The Potential for Using Excise Taxes to Reduce Smoking
NBER Working Paper No. 764 (Also Reprint No. r0347)
We examine the potential for reducing cigarette smoking through increases in cigarette excise taxes by estimating the price elasticity of demand for cigarettes. Using information on individual smoking behavior for a sample of adults in the 1976 Health Interview Survey, we estimate the adult price elasticity of demand for cigarettes to be -.45. Moreover, we find that price has its greatest effect on the smoking behavior of young males and that it operates primarily on the decision to begin smoking regularly rather than via adjustments in the quantity of cigarettes smoked by smokers.
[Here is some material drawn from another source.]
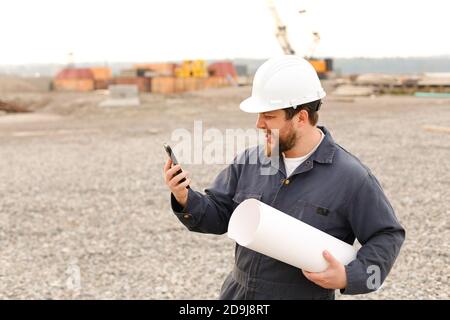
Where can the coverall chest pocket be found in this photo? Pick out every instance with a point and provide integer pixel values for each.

It follows that, if future reductions in cigarette smoking are desired, Federal excise tax policy can be a potent tool to accomplish this goal, but only in the long run. An excise tax increase, if maintained in real terms, would discourage smoking participation by successive cohorts of young adults and those reduced smoking levels would be reflected in aggregate smoking as these cohorts mature. In the short run however, the impact of an excise tax increase on aggregate cigarette consumption would be relatively small.
Published: Lewit, Eugene M. and Douglas Coate. "The Potential for Using Excise Taxes to Reduce Smoking." Journal of Health Economics, Vol. 1, No. 2 (1982) pp. 12 1-145.